Why Hub + Databricks?

Direct access - Databricks connects to Hub’s Postgres database; no separate ETL pipeline required.
Two integration paths - Use Lakehouse Federation for live, governed queries through Unity Catalog, or use JDBC + Delta for a materialized lakehouse copy.
Same data model - Hub’s Data Model uses one row per response in a single table; ready for Spark SQL aggregations.

Step 1: Get Hub running

If Formbricks Hub is not running yet, follow the Quick Start Guide to start Postgres, apply migrations automatically, and start the Hub API and worker.

Note the database connection details you use for Hub (host, port, database name, user, password).

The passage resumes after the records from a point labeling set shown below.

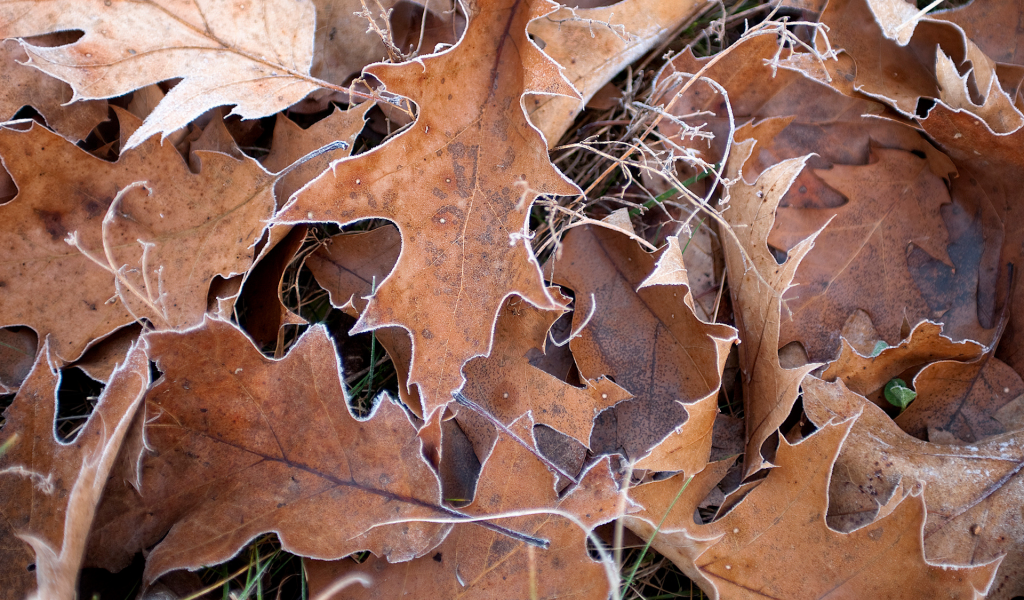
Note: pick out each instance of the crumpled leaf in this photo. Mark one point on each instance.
(344, 43)
(641, 332)
(291, 142)
(49, 489)
(757, 283)
(25, 86)
(866, 375)
(893, 210)
(243, 444)
(465, 241)
(17, 354)
(350, 267)
(167, 238)
(993, 26)
(472, 563)
(253, 54)
(775, 543)
(508, 386)
(986, 176)
(973, 493)
(899, 75)
(261, 285)
(594, 44)
(996, 109)
(963, 398)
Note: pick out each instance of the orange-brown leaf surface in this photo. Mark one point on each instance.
(973, 493)
(50, 488)
(479, 166)
(594, 44)
(865, 375)
(475, 563)
(645, 337)
(89, 245)
(775, 543)
(757, 285)
(22, 85)
(253, 54)
(243, 444)
(350, 267)
(508, 386)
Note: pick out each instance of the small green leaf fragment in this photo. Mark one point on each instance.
(879, 346)
(899, 394)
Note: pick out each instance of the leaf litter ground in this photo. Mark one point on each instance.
(389, 347)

You will need them for Databricks. If you use the compose file from the docs, that is typically:

Setting	Example value
Host	A hostname or IP that Databricks can reach (for example, your Postgres public endpoint or a Private Link target)
Port	`5432`
Database name	`hub`
Username	`formbricks`
Password	Your Postgres password (in the Quick Start compose setup this is `POSTGRES_PASSWORD` in `.env`; default is `formbricks_dev`)

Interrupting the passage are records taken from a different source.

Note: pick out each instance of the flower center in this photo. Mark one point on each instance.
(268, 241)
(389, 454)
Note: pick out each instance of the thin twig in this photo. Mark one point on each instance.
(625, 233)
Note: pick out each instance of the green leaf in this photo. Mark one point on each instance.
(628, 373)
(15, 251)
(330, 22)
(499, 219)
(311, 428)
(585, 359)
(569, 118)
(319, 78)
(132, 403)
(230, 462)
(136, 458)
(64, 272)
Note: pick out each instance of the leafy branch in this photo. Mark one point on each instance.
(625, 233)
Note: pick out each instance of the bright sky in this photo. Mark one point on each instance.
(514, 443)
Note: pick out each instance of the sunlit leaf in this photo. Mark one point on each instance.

Step 2: Choose a connection path

Databricks ships the PostgreSQL JDBC driver (org.postgresql.Driver) on every current Databricks Runtime, so no extra library install is needed. You have two practical ways to query feedback_records:

Lakehouse Federation (recommended when you have Unity Catalog) - Create a CONNECTION and a foreign CATALOG once, then query Hub live from any notebook, SQL editor, or dashboard. Filters, projections, limits, and aggregates are pushed down to Postgres on DBR 13.3 LTS+ (join pushdown is a separate Public Preview feature that requires DBR 17.2+ or SQL warehouses 2025.30+).
JDBC + Delta - From a notebook, read feedback_records via JDBC into a Spark DataFrame and optionally write it to a Delta table for repeat queries.

Pick Federation for governed, low-latency live access; pick JDBC + Delta when you want a local materialized copy or are on a workspace without Unity Catalog. Step 3 covers both paths - follow only the one you chose.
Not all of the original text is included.